On the other hand, in a later high court opinion we find the suggestion that such a crime is indeed cognizable under California law.  (People v. Coffey (1911) 161 Cal. 433, 442, 119 P. 901.) 5  And one appellate court decision has come to our attention which upheld a conviction for attempted subornation of perjury.  (People v. Gray (1942) 52 Cal.App.2d 620, 655, 656, 127 P.2d 72.)

A respected authority, while acknowledging that the case law is murky, has commented that there is “some indication of a recognition” of the crime of attempted subornation of perjury.  (2 Witkin, Cal.Crimes, § 835, p. 785.)

 We think this represents the better view.   Certainly the People of this state have a compelling interest both in preventing corrupt interference with the administration of justice and protecting themselves from exposure to such inducements to interfere with the solemn process of law.   And it cannot be doubted that the purpose of the law of attempt is both to penalize conduct which would have been harmful if not fortuitously prevented, and to permit intervention by law enforcement personnel before the harm has occurred.   We conclude, therefore, that the general attempt statute, Penal Code section 664, is a viable and legitimate tool for the protection of the People of this state from subornation of perjury in its inchoate stage.

 It then remains only to determine whether, on the facts here presented and under the general concepts and principles of the law of “attempts” embodied in Penal Code section 664, appellant's acts had sufficiently advanced past the stage of “mere preparation” to the point of “perpetration.”   We believe they did.

 While mere ineffectual solicitation of another to commit a crime does not of itself constitute an attempt to commit the crime (Ex parte Floyd (1908) 7 Cal.App. 588, 95 P. 175), solicitation in connection with other acts may suffice.  (People v. Lanzit (1925) 70 Cal.App. 498, 233 P. 816.)   Here, appellant not only solicitated the attempted false testimony, but proceeded to meet the prospective perjurers at his bank and then withdrew funds as a “downpayment” on the perjury.   Such conduct in our view goes far beyond “mere preparation,” and so justifies his conviction of attempted subornation of perjury.   Indeed, it is difficult to conceive of a situation, short of the actual commission of perjury itself, in which subornation of perjury could arrive closer to the point of consummation.

The judgment is affirmed.


3.   While not free from ambiguity, the definition of “suborn” given in Webster's New International Dictionary (2d ed. unabridged) implies consummation of the connected perjury, i.e., “To procure (another) to commit perjury.”

4.   People v.

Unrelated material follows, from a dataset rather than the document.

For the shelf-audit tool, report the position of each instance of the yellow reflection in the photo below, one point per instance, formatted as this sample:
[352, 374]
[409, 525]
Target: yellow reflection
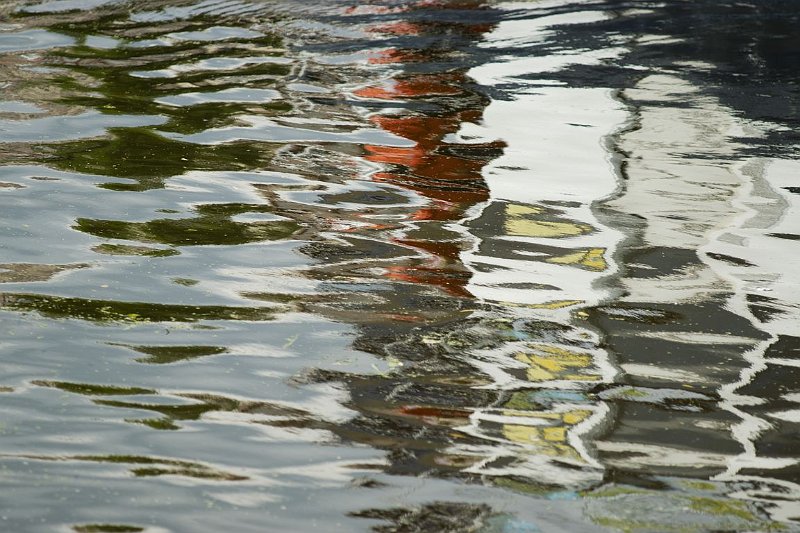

Thomas, supra, in the 100 years subsequent to its publication, has not once been cited in a California case.

5.   There, in a learned and lengthy discussion by Justice Henshaw on the nature of accomplice culpability, the following language appears as part of a hypothetical discussion of Penal Code section 654:  “And as specific illustrations, subornation of perjury is declared a crime punishable by imprisonment in the state prison for not less than one nor more than fourteen years.  (Pen.Code, §§ 126, 127.)   A futile effort to induce a witness to commit perjury may be punished as an attempt under section 664 of the Penal Code, ․”See also, seemingly to the same effect, People v. Baker (1978) 88 Cal.App.3d 115, 122, 151 Cal.Rptr. 362.   As part of a discussion of the marital privilege against disclosure of confidential interspousal communications, there occurs this language:  “In addition, under Evidence Code section 981, ‘[t]here is no privilege ․ if the communication was made, in whole or in part, to enable or aid anyone to commit or plan to commit a crime or a fraud.’   Appellant's conversations with Marr were attempts to suppress evidence and induce false testimony, and both are crimes.  (Pen.Code, §§ 118, 127.)”  (Id., at pp. 121–122, 151 Cal.Rptr. 362.)

 NEWSOM, Associate Justice.

ELKINGTON, Acting P.J., and HOLMDAHL, J., concur.